DATE: Tuesday, May 28, 1996                  TAG: 9605290043
SECTION: NATIONAL/INTERNATIONAL   PAGE: A-8  EDITION: METRO 
DATELINE: GRIDLEY, CALIF.
SOURCE: Associated Press 


HARBOR'S FIRST FALLEN HONORED

THE FIRST TO DIE at Pearl Harbor is memorialized 55 years later in his hometown.

Just seconds after Japanese bombers roared in, 17-year-old Warren McCutcheon was shot through the heart by an enemy gunner - the first American serviceman to die at Pearl Harbor, researchers say.

On Monday, nearly 55 years after the attack that brought America into World War II, more than 300 people gathered at the cemetery in McCutcheon's hometown to honor the fallen sailor with a 9-foot-tall granite monument. ``He had no warning - he had no chance,'' the inscription reads.

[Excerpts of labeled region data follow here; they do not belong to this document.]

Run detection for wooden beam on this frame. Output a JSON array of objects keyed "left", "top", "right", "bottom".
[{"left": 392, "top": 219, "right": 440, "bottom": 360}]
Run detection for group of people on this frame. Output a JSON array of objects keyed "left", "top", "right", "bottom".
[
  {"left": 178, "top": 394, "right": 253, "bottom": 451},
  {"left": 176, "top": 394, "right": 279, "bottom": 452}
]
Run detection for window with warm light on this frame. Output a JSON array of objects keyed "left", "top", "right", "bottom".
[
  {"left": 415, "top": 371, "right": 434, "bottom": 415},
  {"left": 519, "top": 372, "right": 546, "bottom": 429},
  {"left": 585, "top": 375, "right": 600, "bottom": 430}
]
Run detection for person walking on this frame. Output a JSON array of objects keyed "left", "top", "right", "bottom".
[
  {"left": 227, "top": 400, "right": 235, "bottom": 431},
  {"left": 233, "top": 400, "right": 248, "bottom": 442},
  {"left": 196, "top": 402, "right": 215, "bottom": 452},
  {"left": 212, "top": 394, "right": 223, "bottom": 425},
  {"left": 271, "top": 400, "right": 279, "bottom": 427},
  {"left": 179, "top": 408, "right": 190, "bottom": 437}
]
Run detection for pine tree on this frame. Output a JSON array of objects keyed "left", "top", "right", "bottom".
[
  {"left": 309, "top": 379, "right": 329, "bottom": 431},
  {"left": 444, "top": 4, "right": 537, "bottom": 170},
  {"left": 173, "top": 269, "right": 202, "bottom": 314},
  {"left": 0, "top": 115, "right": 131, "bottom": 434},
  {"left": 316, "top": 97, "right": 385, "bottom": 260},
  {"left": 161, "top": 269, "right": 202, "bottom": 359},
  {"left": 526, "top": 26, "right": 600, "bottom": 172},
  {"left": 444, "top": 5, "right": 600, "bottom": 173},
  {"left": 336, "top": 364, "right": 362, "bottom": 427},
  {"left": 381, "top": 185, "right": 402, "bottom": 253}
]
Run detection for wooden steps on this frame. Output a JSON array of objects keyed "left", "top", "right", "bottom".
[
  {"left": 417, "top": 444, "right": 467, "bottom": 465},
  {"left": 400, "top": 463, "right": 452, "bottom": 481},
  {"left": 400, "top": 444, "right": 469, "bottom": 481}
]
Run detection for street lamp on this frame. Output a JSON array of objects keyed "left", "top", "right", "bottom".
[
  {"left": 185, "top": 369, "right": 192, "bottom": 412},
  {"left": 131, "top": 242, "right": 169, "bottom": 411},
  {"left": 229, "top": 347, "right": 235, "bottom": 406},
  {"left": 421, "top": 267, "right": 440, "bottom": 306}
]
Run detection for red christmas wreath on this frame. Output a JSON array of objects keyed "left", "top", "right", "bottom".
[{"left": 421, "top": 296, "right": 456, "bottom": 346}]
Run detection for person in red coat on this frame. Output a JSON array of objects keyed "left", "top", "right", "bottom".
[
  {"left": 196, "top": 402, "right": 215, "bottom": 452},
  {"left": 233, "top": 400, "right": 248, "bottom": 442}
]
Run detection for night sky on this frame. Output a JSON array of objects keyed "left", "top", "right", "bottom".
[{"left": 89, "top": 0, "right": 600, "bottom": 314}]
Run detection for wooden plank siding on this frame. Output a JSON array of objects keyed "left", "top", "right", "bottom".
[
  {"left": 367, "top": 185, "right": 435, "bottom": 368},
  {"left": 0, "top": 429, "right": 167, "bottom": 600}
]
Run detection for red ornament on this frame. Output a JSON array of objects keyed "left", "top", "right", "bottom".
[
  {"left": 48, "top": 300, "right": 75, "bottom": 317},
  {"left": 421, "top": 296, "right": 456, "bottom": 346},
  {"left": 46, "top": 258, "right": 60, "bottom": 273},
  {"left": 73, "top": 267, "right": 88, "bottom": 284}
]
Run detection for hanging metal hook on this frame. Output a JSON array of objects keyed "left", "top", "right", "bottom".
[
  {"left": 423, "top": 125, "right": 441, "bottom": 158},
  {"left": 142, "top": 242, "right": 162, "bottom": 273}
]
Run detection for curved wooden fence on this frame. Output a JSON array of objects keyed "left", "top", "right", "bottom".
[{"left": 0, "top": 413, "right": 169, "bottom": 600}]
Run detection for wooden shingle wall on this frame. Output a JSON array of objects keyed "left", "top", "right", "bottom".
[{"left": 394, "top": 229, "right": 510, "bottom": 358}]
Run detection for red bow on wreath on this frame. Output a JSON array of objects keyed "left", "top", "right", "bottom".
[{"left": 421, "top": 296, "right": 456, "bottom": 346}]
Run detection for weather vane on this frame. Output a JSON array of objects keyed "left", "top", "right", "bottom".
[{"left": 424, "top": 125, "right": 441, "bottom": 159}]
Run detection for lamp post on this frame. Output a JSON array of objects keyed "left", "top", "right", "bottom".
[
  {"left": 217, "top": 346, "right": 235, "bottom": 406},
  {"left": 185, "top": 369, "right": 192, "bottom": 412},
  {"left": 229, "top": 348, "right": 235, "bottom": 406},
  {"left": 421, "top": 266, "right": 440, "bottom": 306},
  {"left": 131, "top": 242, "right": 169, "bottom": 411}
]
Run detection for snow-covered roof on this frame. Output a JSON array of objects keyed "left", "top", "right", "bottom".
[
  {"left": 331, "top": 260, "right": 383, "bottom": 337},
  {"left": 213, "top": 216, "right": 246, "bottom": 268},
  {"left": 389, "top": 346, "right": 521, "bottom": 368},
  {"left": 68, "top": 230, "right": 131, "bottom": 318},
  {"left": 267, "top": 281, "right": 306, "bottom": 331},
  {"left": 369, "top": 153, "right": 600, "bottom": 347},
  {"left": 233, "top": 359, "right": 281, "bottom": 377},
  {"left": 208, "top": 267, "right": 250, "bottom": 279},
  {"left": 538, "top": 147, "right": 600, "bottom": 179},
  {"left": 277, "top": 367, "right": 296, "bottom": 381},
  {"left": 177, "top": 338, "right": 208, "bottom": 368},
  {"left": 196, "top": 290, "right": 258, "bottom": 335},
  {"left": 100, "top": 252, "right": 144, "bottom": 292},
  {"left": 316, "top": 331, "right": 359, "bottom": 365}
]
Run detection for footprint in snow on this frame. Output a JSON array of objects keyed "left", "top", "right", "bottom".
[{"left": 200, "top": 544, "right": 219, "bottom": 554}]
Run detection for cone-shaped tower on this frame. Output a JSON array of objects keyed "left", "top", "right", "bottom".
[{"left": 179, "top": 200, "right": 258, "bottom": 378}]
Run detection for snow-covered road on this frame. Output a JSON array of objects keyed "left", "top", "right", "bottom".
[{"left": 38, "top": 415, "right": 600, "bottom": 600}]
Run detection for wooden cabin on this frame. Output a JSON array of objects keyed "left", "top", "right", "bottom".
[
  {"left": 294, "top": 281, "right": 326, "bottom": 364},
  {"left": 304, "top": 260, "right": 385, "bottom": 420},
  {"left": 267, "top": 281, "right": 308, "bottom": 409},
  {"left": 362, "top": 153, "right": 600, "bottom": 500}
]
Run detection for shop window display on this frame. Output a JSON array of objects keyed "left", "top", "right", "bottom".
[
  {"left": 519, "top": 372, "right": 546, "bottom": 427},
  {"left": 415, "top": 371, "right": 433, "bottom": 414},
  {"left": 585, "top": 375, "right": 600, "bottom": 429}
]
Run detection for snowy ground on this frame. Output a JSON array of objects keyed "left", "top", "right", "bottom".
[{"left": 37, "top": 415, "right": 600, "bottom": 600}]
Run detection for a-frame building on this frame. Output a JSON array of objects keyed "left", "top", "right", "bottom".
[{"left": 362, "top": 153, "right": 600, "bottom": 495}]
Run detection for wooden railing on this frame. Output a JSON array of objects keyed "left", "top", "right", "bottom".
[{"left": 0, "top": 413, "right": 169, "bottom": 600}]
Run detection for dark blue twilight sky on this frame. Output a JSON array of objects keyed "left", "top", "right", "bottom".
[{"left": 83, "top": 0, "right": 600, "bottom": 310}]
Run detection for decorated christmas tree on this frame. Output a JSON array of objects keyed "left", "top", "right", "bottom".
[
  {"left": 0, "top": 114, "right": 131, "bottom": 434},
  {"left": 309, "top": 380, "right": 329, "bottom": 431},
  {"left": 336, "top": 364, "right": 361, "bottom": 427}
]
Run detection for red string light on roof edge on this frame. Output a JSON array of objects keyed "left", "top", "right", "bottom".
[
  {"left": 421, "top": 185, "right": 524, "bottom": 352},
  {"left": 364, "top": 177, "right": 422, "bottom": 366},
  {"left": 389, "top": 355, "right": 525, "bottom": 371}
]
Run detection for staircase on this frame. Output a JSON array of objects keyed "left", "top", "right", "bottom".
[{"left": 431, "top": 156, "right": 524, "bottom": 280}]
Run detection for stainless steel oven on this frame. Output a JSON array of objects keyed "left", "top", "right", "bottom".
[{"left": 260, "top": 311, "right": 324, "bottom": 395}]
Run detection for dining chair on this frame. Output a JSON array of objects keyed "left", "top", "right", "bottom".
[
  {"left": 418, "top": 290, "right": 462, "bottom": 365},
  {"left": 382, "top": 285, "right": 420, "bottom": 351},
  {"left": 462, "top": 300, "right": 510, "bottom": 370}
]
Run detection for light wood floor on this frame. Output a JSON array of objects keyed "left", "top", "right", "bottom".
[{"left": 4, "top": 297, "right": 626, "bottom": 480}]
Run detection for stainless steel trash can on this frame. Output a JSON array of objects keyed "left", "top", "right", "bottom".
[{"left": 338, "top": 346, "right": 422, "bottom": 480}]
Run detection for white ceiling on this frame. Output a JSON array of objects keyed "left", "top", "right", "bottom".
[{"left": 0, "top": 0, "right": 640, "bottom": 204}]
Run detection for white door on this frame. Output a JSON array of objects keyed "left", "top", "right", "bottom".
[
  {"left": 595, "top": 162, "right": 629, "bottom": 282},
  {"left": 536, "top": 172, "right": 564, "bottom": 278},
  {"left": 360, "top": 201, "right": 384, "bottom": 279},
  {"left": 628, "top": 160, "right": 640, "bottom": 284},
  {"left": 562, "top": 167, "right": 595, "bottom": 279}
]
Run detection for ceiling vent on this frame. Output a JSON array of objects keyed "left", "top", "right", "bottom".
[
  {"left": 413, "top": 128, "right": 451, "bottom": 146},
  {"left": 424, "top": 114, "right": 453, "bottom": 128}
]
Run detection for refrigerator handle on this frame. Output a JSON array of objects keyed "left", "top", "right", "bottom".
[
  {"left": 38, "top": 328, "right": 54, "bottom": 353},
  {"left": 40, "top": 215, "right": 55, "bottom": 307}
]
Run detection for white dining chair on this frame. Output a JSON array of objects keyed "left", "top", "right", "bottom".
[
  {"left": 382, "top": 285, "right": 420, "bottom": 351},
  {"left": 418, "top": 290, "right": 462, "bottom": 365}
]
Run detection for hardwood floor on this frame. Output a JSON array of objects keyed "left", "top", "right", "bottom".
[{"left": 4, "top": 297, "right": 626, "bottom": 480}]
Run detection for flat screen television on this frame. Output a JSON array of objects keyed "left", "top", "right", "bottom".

``He was hit right away and died instantly,'' said Leon Smith, 72, McCutcheon's boyhood friend who was on the nearby USS Honolulu. ``They picked him up off the deck and put him on a magazine so nobody would step on him.''

Residents of Gridley and the surrounding farm towns raised more than $15,000 to pay for the memorial, which includes a pair of 50-foot flag poles, six 25-foot poles and landscaping. The monument is about 200 feet from McCutcheon's simple grave site.